1 SGG iVm § 6 Abs. 1 Nr. 4 Gerichtskostengesetz (GKG) fälligen Gerichtskostenvorschüsse nach den §§ 12,12a GKG (vgl die Kostenrechnungen vom 28. Mai 2014) bislang nicht eingezahlt; PKH wurde den Klägern zu 2. und 3. für das Ausgangsverfahren
erst mWv 14. Mai 2014 bewilligt.
Selbst wenn von einer Zulässigkeit der Klage auszugehen wäre, für die der Abschluss des Ausgangsverfahrens keine Voraussetzung
ist, wäre die Klage indes nicht begründet. Soweit der Kläger zu 1. betroffen ist, folgt dies bereits daraus, dass dieser ohnehin
nicht Beteiligter des im Ausgangsverfahren gerügten Verfahrens - L 5 AS 1957/11 - war und daher in Verfahrensrechten insoweit von vornherein nicht betroffen sein kann.
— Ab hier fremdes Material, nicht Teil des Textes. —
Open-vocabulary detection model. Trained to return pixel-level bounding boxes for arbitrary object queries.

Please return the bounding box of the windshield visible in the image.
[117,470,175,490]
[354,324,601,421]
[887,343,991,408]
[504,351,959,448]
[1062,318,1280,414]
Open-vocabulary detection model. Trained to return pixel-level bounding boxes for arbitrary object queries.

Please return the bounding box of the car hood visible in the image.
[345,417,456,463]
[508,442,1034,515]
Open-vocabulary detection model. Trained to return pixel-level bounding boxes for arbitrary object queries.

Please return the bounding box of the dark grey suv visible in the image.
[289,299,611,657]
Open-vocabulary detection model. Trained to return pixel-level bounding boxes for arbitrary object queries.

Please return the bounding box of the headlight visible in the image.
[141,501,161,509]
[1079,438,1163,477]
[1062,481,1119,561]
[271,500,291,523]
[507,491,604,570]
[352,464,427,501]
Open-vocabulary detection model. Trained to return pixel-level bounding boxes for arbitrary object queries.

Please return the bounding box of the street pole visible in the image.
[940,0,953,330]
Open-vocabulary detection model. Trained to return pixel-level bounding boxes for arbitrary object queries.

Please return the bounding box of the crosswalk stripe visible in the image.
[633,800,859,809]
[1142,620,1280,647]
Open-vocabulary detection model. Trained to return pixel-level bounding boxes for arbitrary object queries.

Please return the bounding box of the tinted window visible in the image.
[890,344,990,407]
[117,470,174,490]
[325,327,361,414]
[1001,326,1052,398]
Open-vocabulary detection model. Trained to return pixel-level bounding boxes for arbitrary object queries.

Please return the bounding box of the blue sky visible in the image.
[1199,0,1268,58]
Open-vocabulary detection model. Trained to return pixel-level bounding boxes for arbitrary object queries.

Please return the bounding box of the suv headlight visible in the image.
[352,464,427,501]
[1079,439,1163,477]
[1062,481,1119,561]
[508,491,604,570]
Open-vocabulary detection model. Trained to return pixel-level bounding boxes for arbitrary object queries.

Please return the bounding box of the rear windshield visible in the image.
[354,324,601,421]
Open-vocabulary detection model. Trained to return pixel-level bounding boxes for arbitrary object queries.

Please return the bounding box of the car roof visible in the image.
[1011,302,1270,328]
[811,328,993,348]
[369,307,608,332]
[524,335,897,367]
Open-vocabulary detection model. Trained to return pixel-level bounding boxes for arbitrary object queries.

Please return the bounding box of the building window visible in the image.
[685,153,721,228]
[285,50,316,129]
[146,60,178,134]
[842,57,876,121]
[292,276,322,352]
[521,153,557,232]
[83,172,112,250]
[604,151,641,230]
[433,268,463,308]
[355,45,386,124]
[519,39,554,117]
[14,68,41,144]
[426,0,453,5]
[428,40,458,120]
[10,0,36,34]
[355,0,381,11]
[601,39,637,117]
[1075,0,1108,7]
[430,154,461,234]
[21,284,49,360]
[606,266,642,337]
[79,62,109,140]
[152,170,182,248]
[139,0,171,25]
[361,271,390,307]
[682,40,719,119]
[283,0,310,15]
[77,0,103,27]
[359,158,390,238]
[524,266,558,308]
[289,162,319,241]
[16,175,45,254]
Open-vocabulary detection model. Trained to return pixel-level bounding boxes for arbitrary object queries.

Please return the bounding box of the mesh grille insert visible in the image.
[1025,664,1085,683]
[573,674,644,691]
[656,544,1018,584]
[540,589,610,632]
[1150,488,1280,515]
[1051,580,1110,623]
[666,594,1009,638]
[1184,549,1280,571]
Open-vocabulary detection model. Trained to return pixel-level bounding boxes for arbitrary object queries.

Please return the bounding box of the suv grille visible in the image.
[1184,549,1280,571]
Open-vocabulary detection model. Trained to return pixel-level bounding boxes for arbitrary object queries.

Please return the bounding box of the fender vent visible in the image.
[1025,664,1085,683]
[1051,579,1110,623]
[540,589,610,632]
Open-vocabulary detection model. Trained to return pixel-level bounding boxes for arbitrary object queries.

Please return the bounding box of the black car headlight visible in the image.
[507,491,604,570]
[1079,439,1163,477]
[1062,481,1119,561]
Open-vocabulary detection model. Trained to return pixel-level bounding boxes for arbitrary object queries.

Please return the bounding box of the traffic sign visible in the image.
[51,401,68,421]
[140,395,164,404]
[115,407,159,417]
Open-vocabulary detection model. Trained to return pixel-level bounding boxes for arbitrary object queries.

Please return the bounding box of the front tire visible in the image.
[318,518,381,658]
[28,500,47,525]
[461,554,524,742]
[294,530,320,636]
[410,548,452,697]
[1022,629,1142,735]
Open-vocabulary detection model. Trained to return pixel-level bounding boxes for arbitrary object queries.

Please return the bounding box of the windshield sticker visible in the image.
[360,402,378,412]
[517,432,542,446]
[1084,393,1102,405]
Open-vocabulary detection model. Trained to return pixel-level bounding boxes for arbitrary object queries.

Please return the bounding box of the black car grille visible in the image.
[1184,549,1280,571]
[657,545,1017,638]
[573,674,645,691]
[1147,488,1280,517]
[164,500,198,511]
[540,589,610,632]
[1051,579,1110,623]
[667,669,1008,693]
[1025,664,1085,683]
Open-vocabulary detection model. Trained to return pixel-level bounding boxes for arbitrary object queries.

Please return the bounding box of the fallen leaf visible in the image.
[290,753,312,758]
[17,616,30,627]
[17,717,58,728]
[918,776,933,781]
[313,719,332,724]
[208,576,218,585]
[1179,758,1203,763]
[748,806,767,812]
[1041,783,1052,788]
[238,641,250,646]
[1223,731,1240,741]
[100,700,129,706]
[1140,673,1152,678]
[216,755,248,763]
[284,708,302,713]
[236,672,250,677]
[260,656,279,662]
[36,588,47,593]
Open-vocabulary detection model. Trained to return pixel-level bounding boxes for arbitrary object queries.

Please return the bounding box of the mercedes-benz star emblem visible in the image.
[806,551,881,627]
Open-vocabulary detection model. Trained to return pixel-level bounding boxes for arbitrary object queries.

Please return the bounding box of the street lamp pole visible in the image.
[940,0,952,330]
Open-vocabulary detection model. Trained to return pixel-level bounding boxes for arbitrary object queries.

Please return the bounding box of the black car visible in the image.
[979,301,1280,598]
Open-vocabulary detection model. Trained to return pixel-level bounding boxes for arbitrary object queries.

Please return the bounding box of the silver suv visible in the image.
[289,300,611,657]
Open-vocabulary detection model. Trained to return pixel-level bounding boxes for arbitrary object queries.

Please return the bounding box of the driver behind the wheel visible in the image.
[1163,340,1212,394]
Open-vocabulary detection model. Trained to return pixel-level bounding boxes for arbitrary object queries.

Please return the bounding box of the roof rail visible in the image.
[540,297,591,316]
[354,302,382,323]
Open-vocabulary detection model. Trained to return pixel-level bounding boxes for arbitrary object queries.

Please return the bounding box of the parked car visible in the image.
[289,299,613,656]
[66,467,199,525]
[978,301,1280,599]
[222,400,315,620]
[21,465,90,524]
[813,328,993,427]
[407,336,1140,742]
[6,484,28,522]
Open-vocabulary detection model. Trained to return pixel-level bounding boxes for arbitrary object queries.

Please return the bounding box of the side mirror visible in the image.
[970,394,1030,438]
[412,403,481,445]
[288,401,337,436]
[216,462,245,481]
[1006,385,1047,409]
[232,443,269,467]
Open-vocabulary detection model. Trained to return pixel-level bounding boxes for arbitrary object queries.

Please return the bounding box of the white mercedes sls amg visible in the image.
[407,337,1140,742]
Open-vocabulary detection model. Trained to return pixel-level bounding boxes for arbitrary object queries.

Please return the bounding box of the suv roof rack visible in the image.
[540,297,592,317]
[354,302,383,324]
Im Übrigen ist aus den dargelegten
Erwägungen eine unangemessene Dauer des Ausgangsverfahrens nicht ansatzweise erkennbar. Das Ausgangsgericht hat über den PKH-Antrag
mit Beschluss vom 30. Januar 2015 entschieden. Unter demselben Datum wurden die Kläger darauf hingewiesen, dass die festgesetzten
Gerichtskostenvorschüsse weiterhin einzuzahlen seien und dem Verfahren erst bei Eingang der entsprechenden Zahlungen Fortgang
gewährt werde. Die seither eingetretenen Zeiten der Inaktivität des Ausgangsgerichts sind somit allein den Klägern anzulasten.
Damit bestehen weder ein Entschädigungs- noch ein Zinsanspruch. Es bestand mithin auch kein Raum für eine gesonderte Feststellung
einer überlangen Verfahrensdauer, und zwar auch nicht insoweit, als die Klage mangels Einhaltung der Wartefrist nicht zulässig
ist (vgl §
198 Abs.
4 Satz 3 Halbs 3
GVG). Denn auch diesbezüglich ist eine unangemessene Verfahrensdauer im Hinblick auf die oben gemachten Ausführungen nicht feststellbar.
Gründe für eine Zulassung der Revision gemäß §
160 Abs.
2 Nrn. 1 oder 2
SGG liegen nicht vor.
Die Streitwertentscheidung folgt aus §
197a Abs.
1 Satz 1
SGG iVm § 63 Abs. 2 Satz 1 und § 52 Abs. 1 und 3 GKG.